I'm looking for dramatic depictions of saints in classical music - like in oratorios and operas. I'd be really gratuful for any input.
So far, this is what I have come up with:

Elgar: Dream of Gerontius (not really a saint though?) and The Apostles
Messiaen: St Franciscus of Assisi
Massenet: Marie Magdalene
Virgil Thomson: Four Saints in Three Acts
Strauss: Salome (the part of Jochaanan)
Berlioz: l'enfance du christ (Mary and Josef)
Saint-Saens: christmas oratorio

Three must be a lot more! I'm particularly interested in depictions of male saints after the apostles.


----------



## elgar's ghost

Britten's Canticle V op. 89 - The Death of St. Narcissus (text by T.S. Elliot)

Also his cantata Saint Nicolas op. 42 (text by Eric Crosier)

Almost forgot - Le Martyre de saint Sébastien by Debussy (text by Gabriele D'Annunzio)


----------



## Manxfeeder

John Knowles Payne composed an oratorio on Saint Peter.

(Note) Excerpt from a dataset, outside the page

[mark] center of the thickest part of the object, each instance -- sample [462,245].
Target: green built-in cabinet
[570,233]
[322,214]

Mendelssohn composed one about St. Paul.

Heinrich Schutz depicted Joseph and Mary in his Christmas Oratorio.

Antonio Caldara wrote an oratorio about Madgalene titled Maddalena at piedi di Cristo (Of the Rene Jacobs recording, Gramophone's description was, "You are urged to acquire this disc.")


----------



## Headphone Hermit

Manxfeeder said:


> Antonio Caldara wrote an oratorio about Madgalene titled Maddalena at piedi di Cristo (Of the Rene Jacobs recording, Gramophone's description was, "You are urged to acquire this disc.")


An excellent double disc

Lassus - le lagrime di San Pietro


----------



## Xaltotun

Two works of the highest order:

Liszt - _Die Legende von der Heiligen Elisabeth_
Dvorak - _Svata Ludmila_

These belong to my absolute favourites but one rarely sees people talking about them.


----------



## Mandryka

Adams, El Niño (Mary)


----------



## Albert7

Joan of Arc gets props:


----------



## cjvinthechair

Foerster - St. Wenceslas Cantata 



Penderecki - St. Luke Passion 



Malipiero - St. Francis of Assisi 



Rihm - Deus Passus (St. Luke Passion) 



 (link to part 1)
Wood - St. Mark Passion 




Hope that's the sort of thing you had in mind ?!


----------



## Albert7

By the way, every single piece composed by Saint-Saens features a Saint in it. At least in the program.


----------